0

I'm trying to parse a json into a dataframe. And I one focus on the first key on the json (validations). The structure of the json is pretty standard, as the example below:

{
"validations": [
    {
        "id": "1111111-2222-3333-4444-555555555555",
        "created_at": "2020-02-19T14:35:58-03:00",
        "finished_at": "2020-02-19T14:36:01-03:00",
        "processing_status": "concluded",
        "receivable_id": "VAL-AAAAAAA-BBBB-CCCC-DDDD-EEEEEEEEEEEE",
        "external_reference": "FFFFFFFF-GGGG-HHHH-IIII-JJJJJJJJJJJJ",
        "batch_id": "e2fb8d34-8c53-4910-b7a4-602ab6845855",
        "portfolio": {
            "id": "57a3e56a-347b-449c-8f1a-253baba90e7a",
            "nome": "COMPANY_NAME"
      }
    }],

"pages": {
    "per_page": 10,
    "page": 1
  }
}

I'm using the following code:

import json   as json
import pandas as pd
import os



print(os.getcwd()) ## point out the directory you're working on this cell


filename = r"file_path\file_name.json"

f = open(filename)
data1 = json.loads(f.read())

df = pd.json_normalize(data1)

data1.keys() 

## => returns: dict_keys(['validacoes', 'paginacao'])

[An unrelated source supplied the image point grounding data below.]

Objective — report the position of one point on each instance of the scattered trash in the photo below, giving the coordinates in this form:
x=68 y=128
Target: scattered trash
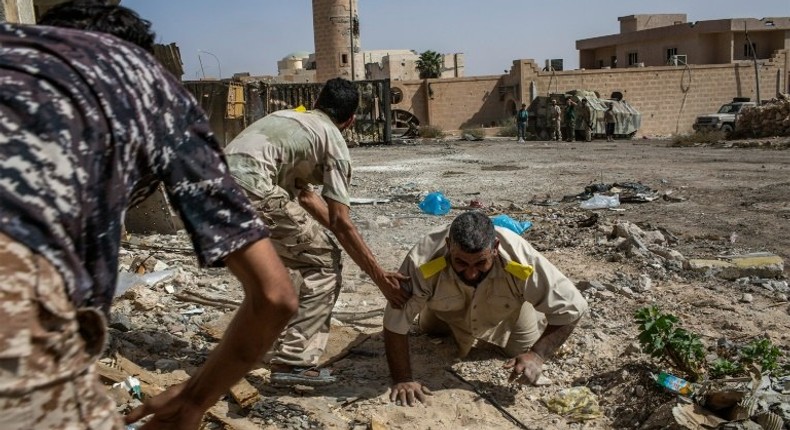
x=132 y=385
x=575 y=404
x=505 y=221
x=600 y=201
x=674 y=384
x=127 y=280
x=435 y=204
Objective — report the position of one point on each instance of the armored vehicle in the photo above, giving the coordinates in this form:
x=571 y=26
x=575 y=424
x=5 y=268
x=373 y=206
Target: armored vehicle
x=628 y=118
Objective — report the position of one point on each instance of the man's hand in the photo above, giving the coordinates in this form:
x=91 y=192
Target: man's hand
x=409 y=392
x=389 y=284
x=171 y=410
x=526 y=368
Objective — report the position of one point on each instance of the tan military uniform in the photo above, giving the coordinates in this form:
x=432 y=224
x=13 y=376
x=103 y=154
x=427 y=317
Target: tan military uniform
x=586 y=121
x=273 y=159
x=48 y=380
x=501 y=310
x=556 y=121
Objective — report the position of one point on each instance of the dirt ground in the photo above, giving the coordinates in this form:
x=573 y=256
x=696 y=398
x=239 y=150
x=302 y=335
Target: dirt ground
x=720 y=201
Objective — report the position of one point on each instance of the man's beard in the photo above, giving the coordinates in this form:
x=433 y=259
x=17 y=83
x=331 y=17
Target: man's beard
x=475 y=283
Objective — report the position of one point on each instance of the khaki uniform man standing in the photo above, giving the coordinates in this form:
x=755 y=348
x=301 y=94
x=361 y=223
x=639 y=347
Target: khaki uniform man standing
x=278 y=160
x=555 y=115
x=485 y=286
x=586 y=118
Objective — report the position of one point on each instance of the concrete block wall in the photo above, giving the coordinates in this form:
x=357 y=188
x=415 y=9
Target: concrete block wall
x=670 y=98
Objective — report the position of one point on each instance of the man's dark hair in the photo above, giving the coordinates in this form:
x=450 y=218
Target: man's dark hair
x=473 y=232
x=95 y=15
x=339 y=99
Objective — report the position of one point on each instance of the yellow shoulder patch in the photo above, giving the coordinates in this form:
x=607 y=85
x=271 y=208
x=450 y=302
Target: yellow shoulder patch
x=520 y=271
x=433 y=267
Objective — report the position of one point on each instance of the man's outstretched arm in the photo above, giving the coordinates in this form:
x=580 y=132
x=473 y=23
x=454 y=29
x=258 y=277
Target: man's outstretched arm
x=404 y=387
x=269 y=302
x=336 y=217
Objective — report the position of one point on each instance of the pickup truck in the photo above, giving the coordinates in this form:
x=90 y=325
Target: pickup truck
x=725 y=118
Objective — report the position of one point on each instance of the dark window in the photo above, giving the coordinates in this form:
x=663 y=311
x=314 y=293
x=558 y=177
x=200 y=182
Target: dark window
x=747 y=52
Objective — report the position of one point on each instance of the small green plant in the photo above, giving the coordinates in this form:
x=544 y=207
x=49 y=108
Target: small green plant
x=722 y=367
x=476 y=133
x=699 y=138
x=661 y=337
x=431 y=132
x=762 y=352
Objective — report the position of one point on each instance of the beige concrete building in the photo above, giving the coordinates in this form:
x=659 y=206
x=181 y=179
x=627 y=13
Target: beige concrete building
x=336 y=35
x=668 y=39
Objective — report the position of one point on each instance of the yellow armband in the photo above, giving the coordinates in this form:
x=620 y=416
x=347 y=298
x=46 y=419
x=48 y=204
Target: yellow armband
x=520 y=271
x=433 y=267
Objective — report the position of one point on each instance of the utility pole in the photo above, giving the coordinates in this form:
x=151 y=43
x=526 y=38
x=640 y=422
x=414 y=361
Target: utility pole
x=754 y=60
x=351 y=35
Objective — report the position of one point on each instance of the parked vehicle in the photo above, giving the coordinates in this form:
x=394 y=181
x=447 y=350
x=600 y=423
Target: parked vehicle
x=726 y=118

res = dict((k, data1[k]) for k in ['validacoes'] 
                                    if k in data1) 

res.keys() 
## => returns dict_keys(['validacoes'])


df = pd.DataFrame(res, columns=['id', 'data_criacao', 'data_finalizacao', 'status_do_processamento', 'recebivel_id','referencia_externa', 'lote_id', 'veiculo'])  


df.head() 

## returns=> a dataframe with no values on the columns, as if they were empty from the json
| id | created_at | finished_at | processing_status | receivable_id | external_reference | batch_id | external_reference | portfolio |

So, I already checked the original file on a text editor and, yes, the json is properly mapped with values.

And the format is standardized throughout the file.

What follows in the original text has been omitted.